Il finale, con James che torna a casa per riappacificarsi con madre e moglie dopo aver finalmente trovato qualcosa in cui credere e che dia valore alla propria esistenza, diventa quasi inutile, didascalico.
Nell'intelaiatura del Capanno degli attrezzi è nella scena che si svolge tra zio e nipote che Greene tocca l'apice, il punto drammaticamente più intenso e sconvolgente: Dio, in quel capanno, fu costretto al miracolo dalla grande forza della fede. Quanto Greene concettualmente afferma in questo dramma supera anche il biblico sacrificio di Isacco. Per quel povero prete ciò che più conta non è una persona, ma la fede, anche se commette l'errore umano di barattarla proprio per una persona. Ma al di là di quella resurrezione fisica richiesta dal dramma, Greene, come è stato sottolineato, descrive il vero grande miracolo di numerose resurrezioni morali e spirituali: tante quante possono essere i «morti» nel gran «capanno» del giardino umano.
Opera di grande intensità spirituale, dunque, questo Capanno degli attrezzi di cui il regista Sandro Bolchi, chiamato a San Miniato dopo anni di assenza dalle scene, ha rispettato tutta la forza drammatica con una regia da «direttore d'orchestra», tesa a privilegiare i ritmi della vicenda, ma anche a valorizzare alcuni «a solo», come quello di Padre Callifer a cui ha dato voce, corpo e sentimenti un grande Mario Maranzana in una scena che, pur di breve durata, rimarrà memorabile. Ma quest'anno, l'Istituto del dramma popolare, a differenza di altre volte, ha saputo mettere insieme un'intera compagnia di ottimo livello con in testa un bravo Carlo Simoni, che ha trasmesso al pubblico tutte le angosce e i tormenti di James Callifer, e una Regina Bianchi che da par suo ha tratteggiato la triste e rassegnata madre Mary.
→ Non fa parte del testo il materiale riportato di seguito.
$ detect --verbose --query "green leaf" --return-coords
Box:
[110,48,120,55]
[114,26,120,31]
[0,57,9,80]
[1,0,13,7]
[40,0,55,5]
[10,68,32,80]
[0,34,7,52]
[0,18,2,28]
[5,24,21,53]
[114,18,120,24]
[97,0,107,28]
Da ricordare, comunque, anche tutti gli altri interpeti: Giorgio Bonora, Joyce Leoni, Margherita Guzzinati, Enrico Baroni, Sergio Fiorentini, Rodolfo Santini, Rina Franchetti e Micaela Giustiniani.
Per la messa in scena del dramma di Greene è stato scoperto e sfruttato; un altro angolo della bella piazza del Duomo di San Miniato, quello a lato della cattedrale che con i suoi vialetti di tigli ha offerto un suggestivo scenario naturale per il giardino di casa Callifer, con gli spettatori a «spiare» come da dietro un'immaginaria siepe lo svolgersi del dramma.
Il pubblico ha applaudito convinto e le riserve espresse da alcuni critici nei giorni scorsi appaiono dettate da qualche preconcetto di troppo.